Tout le monde le regrette ici. On espère qu'il fait fortune à Mexico; les vœux qu'on forme pour lui sont très sincères, et viennent du cœur. Je m'en rends parfaitement compte: je m'attarde à plaisir ici, je l'avoue; mais si vous étiez à ma place vous auriez pitié de moi. Je sens bien ce que vous allez penser de moi; vous avez cent fois raison au fond. Si j'étais à votre place, et si je portais dans mon cœur une cicatrice aussi profonde !! !.. C'est décidé. Je prendrai demain le train de nuit.
Denver 20 juin.
Dieu me pardonne, mère! nous sommes sur une fausse piste; nous pourchassons un innocent! Je n'en ai pas dormi de la nuit; le jour commence à poindre et j'attends impatiemment le train du matin !.. Mais que les minutes me semblent longues, longues…
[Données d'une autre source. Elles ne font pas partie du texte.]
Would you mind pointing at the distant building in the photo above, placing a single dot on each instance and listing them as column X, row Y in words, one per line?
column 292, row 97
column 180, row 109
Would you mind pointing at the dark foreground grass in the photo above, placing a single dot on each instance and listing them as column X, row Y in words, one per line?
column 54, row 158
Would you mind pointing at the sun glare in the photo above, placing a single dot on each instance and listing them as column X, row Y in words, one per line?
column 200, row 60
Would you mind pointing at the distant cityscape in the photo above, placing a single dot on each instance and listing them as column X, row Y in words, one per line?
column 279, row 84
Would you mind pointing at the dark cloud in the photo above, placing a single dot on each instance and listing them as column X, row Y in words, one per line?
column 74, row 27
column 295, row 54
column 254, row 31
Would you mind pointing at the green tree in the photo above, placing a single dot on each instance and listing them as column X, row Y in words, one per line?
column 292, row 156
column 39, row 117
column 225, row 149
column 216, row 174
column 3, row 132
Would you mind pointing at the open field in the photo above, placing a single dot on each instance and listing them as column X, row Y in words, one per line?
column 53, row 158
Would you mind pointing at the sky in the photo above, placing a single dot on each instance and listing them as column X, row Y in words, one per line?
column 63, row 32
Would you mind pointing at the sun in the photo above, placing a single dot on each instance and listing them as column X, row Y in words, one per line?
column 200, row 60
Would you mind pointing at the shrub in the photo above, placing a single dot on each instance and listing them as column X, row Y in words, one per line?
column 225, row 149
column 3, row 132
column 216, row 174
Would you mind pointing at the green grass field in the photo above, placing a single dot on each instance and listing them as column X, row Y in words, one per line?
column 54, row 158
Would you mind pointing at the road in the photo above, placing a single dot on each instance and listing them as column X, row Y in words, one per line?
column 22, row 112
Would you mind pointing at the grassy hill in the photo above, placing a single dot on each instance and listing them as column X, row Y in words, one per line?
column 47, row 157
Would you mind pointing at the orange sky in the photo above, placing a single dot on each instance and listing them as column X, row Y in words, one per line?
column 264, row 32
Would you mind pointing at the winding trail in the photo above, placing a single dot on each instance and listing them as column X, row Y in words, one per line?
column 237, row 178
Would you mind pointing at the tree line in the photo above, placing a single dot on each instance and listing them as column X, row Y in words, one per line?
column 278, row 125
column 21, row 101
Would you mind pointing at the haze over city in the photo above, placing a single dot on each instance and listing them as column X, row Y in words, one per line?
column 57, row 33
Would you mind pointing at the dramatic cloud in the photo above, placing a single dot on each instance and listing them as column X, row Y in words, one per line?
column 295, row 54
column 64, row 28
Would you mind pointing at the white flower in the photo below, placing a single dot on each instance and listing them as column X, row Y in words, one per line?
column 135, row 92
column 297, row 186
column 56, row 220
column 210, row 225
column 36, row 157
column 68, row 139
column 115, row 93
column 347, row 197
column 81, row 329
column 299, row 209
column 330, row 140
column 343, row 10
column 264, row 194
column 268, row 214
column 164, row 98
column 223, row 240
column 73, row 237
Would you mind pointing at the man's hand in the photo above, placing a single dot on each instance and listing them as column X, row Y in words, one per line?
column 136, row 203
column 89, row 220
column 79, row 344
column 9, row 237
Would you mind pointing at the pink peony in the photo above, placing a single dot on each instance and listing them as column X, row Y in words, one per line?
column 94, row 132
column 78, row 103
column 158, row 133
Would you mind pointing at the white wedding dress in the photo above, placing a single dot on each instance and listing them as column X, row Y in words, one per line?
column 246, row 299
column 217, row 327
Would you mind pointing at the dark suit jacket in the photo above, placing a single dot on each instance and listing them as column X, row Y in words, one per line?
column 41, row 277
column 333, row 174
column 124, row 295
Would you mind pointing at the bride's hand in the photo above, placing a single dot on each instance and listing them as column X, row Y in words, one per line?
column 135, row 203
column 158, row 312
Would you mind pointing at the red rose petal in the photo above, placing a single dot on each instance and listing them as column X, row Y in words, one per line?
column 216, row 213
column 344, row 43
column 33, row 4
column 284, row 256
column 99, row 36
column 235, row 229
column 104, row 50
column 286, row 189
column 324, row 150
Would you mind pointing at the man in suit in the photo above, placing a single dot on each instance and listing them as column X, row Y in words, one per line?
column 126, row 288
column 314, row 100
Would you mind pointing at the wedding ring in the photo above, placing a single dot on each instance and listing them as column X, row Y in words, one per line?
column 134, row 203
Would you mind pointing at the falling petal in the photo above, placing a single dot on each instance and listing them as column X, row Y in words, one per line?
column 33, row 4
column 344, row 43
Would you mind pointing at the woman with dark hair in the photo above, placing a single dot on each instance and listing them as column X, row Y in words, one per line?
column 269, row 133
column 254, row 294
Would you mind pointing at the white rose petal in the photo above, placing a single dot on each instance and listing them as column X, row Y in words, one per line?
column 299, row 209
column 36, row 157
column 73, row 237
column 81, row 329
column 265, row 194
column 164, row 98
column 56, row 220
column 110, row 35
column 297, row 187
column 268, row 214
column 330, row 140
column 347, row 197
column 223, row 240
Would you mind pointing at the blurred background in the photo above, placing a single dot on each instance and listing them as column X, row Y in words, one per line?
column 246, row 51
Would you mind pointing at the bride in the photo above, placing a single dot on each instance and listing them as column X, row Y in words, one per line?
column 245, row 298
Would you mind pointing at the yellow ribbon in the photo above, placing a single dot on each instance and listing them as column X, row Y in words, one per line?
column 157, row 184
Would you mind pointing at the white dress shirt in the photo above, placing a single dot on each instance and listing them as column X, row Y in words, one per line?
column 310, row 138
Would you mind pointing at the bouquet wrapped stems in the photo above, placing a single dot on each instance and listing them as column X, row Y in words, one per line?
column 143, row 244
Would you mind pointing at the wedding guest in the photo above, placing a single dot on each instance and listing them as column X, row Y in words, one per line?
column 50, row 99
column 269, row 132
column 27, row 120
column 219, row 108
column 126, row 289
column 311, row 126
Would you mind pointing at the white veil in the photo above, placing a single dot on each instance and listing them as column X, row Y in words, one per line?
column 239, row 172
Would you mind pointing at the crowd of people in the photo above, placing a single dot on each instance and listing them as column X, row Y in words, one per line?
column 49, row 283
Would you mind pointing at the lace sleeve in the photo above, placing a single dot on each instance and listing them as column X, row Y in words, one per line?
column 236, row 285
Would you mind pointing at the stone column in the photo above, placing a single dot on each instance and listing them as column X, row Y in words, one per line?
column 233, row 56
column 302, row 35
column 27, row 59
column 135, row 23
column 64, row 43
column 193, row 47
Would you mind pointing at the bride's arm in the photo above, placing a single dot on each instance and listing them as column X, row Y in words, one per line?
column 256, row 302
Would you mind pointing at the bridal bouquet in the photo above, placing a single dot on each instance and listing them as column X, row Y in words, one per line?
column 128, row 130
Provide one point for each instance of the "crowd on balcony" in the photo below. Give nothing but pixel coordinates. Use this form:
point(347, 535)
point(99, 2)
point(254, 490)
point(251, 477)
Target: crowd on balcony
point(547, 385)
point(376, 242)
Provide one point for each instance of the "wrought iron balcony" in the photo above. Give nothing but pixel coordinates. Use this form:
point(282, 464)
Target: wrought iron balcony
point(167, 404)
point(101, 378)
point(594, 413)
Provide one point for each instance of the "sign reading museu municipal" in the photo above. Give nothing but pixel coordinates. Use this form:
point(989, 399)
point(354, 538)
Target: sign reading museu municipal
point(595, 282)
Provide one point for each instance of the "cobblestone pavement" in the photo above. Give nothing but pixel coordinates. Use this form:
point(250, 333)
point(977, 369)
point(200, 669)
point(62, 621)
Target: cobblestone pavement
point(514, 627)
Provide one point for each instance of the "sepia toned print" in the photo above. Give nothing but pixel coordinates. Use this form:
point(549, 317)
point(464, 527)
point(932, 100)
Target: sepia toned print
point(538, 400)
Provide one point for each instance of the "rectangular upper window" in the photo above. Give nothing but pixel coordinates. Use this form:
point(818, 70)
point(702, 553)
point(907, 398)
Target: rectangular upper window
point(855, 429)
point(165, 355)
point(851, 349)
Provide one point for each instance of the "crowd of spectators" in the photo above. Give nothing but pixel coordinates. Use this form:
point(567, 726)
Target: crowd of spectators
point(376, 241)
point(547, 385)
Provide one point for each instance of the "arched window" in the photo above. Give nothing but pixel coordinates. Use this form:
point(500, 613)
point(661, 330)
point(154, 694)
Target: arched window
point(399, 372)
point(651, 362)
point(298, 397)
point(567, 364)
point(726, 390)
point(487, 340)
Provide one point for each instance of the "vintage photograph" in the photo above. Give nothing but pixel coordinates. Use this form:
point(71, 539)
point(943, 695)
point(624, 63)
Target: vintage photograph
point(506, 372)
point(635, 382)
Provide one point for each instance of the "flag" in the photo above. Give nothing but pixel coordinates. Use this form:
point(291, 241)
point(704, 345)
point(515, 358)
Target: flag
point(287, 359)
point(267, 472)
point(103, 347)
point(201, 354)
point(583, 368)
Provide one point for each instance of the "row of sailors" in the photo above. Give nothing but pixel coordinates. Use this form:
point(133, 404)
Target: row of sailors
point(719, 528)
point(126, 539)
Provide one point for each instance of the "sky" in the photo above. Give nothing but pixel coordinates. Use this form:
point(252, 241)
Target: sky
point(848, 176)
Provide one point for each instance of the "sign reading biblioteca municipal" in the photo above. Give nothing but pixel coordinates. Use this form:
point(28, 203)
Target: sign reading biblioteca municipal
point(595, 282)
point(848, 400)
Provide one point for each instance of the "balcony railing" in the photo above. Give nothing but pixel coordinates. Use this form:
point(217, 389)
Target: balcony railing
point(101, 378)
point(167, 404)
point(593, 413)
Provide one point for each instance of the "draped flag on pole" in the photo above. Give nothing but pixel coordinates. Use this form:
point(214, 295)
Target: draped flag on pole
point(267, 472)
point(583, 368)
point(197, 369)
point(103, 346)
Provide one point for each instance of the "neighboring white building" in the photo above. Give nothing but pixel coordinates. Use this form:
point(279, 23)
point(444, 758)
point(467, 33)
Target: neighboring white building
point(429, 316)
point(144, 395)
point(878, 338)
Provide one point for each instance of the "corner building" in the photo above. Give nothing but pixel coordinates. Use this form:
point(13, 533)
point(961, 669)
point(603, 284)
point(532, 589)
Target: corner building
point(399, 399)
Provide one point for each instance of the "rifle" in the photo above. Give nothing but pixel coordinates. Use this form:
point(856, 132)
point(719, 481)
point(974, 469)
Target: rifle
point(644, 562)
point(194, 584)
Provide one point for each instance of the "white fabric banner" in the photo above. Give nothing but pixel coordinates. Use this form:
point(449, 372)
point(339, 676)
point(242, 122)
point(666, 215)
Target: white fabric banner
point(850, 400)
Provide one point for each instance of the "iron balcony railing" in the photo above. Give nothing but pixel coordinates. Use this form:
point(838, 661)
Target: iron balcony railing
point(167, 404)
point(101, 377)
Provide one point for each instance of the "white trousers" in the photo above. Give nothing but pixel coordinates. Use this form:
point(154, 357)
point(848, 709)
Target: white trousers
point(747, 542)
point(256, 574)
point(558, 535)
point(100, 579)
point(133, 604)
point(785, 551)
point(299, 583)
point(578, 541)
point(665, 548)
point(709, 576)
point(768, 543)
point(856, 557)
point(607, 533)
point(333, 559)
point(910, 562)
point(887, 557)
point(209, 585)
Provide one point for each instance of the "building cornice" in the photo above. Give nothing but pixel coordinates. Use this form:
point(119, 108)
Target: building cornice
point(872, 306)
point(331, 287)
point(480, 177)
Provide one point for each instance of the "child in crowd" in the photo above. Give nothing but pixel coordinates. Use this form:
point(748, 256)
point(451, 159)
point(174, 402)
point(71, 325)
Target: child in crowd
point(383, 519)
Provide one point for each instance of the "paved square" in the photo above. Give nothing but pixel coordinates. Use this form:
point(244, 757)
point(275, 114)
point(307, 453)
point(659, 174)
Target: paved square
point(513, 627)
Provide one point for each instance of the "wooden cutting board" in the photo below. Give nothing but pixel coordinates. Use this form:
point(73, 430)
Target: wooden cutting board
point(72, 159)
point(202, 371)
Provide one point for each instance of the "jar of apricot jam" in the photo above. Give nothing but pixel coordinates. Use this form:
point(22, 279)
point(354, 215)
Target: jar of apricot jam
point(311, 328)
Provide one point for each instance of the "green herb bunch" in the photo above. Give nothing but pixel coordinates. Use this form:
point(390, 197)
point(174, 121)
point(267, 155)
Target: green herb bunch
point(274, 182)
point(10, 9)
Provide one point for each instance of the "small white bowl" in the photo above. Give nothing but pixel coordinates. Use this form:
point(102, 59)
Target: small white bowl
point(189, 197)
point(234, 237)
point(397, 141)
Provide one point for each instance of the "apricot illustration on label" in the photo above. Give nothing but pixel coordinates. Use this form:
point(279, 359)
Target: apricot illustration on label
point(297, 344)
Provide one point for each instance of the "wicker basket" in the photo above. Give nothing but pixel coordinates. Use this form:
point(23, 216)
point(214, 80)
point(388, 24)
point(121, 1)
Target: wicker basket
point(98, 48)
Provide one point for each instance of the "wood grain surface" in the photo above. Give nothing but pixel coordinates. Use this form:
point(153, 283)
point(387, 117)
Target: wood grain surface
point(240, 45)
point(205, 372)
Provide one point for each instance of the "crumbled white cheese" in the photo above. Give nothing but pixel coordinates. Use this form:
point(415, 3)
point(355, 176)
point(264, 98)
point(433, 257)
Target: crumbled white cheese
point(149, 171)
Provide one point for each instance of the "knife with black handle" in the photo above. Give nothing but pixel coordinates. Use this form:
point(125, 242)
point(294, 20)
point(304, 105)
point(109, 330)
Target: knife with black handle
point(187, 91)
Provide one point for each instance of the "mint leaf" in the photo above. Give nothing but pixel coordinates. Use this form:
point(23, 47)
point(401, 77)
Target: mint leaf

Ce Jacob Fuller est un cousin du coupable! Comment n'avons-nous pas supposé plus tôt que le criminel ne porterait plus jamais son vrai nom après son méfait? Le Fuller de Denver a quatre ans de moins que l'autre; il est venu ici à vingt et un ans, en 1879, et était veuf un an avant votre mariage; les preuves à l'appui de ce que j'avance sont innombrables. Hier soir, j'ai longuement parlé de lui à des amis qui le connaissaient depuis le jour de son arrivée. Je n'ai pas bronché, mais mon opinion est bien arrêtée: dans quelques jours, je le rapatrierai en ayant soin de l'indemniser de la perte qu'il a subie en vendant sa mine; en son honneur je donnerai un banquet, une retraite aux flambeaux et une illumination dont les frais retomberont sur moi seul; on me traitera peut-être « d'esbrouffeur », mais cela m'est égal. Je suis très jeune, vous le savez bien, et c'est là mon excuse. Dans quelque temps on ne pourra plus me traiter en enfant.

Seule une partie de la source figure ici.